苏杳脚下发软。
这下是真的解释不清了。
她定定神,思绪回转。
被强行压着去给沈希窈抽血当天的种种万花筒般浮现于眼前。
她忽然有了底气。
她不欠他的。也没必要跟他解释。
沈寂修盯了那袖扣好一阵子,才嫌弃似地俯身捏于指间。
却在看清后,神色突变。
“班霍夫大街的袖扣?”
苏杳对奢侈品兴趣缺缺,但这条街道的大名,还是有所耳闻。
袖扣的主人是谁已经不重要了。
只要能令沈寂修察觉实势,她就愿意帮那不知名的主人吹一通牛。
“沈先生不是一向自视甚高看不起别人吗?区区一套小公寓当然难不倒你,不论是什么大街,也难不倒你,很晚了,沈先生再留在这里,就不合适了。
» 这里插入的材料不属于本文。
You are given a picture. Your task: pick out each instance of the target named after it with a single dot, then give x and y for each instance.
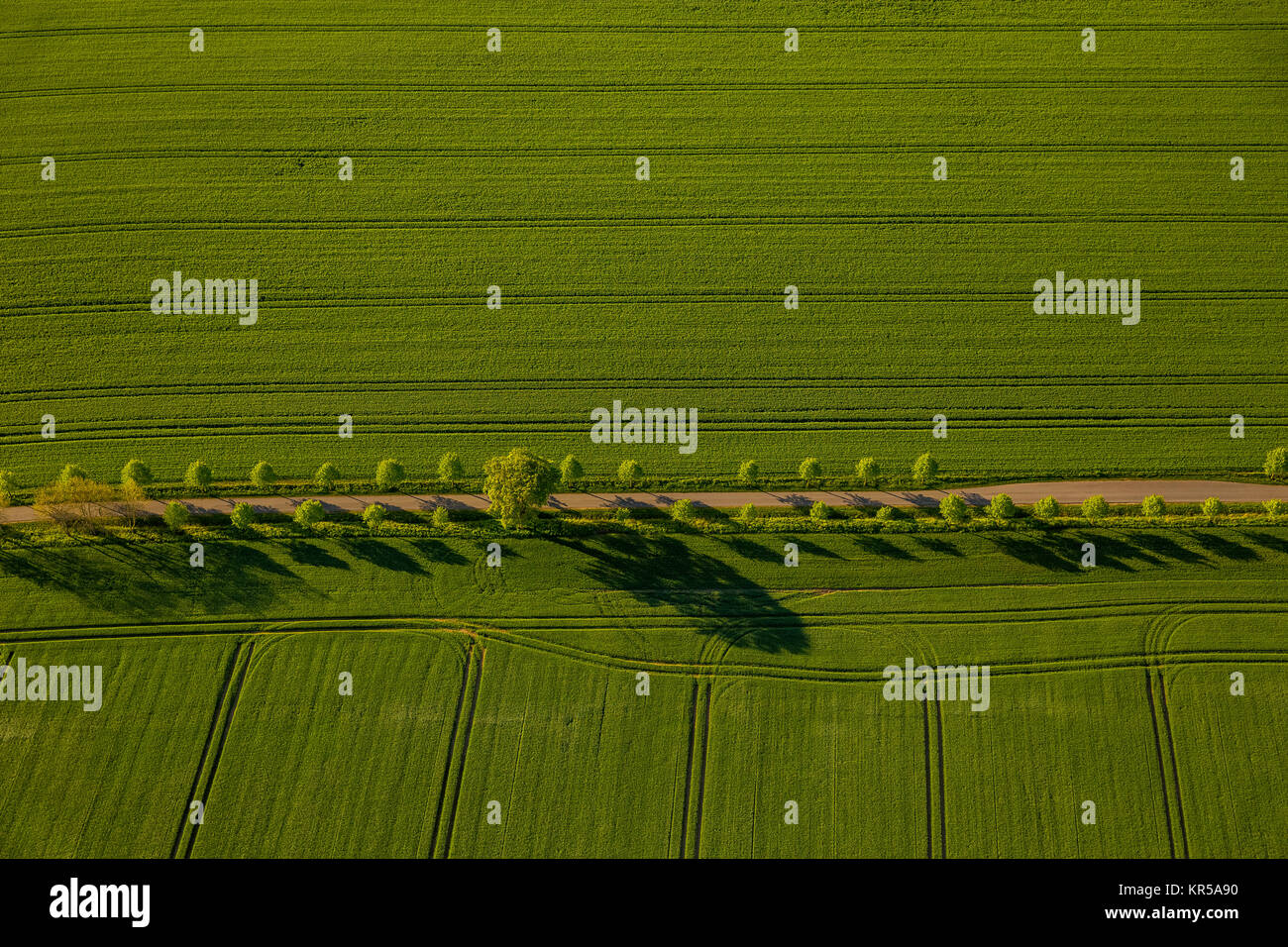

”
“苏杳!”
沈寂修竟一把扔掉袖扣,狠狠握住了她的腕。
“我可以走,但你要和我一起!回娄山别墅,今晚我也住那里。”
苏杳一怔,以为自己听错。
下意识挣脱。
“沈寂修,你知道自己在说什么做什么吗?沈希窈的综艺正在录制,为了她,你已经羞辱了StarTV,如果我被拍到,你怎么做?是不是要对所有人说,是我在勾引你!”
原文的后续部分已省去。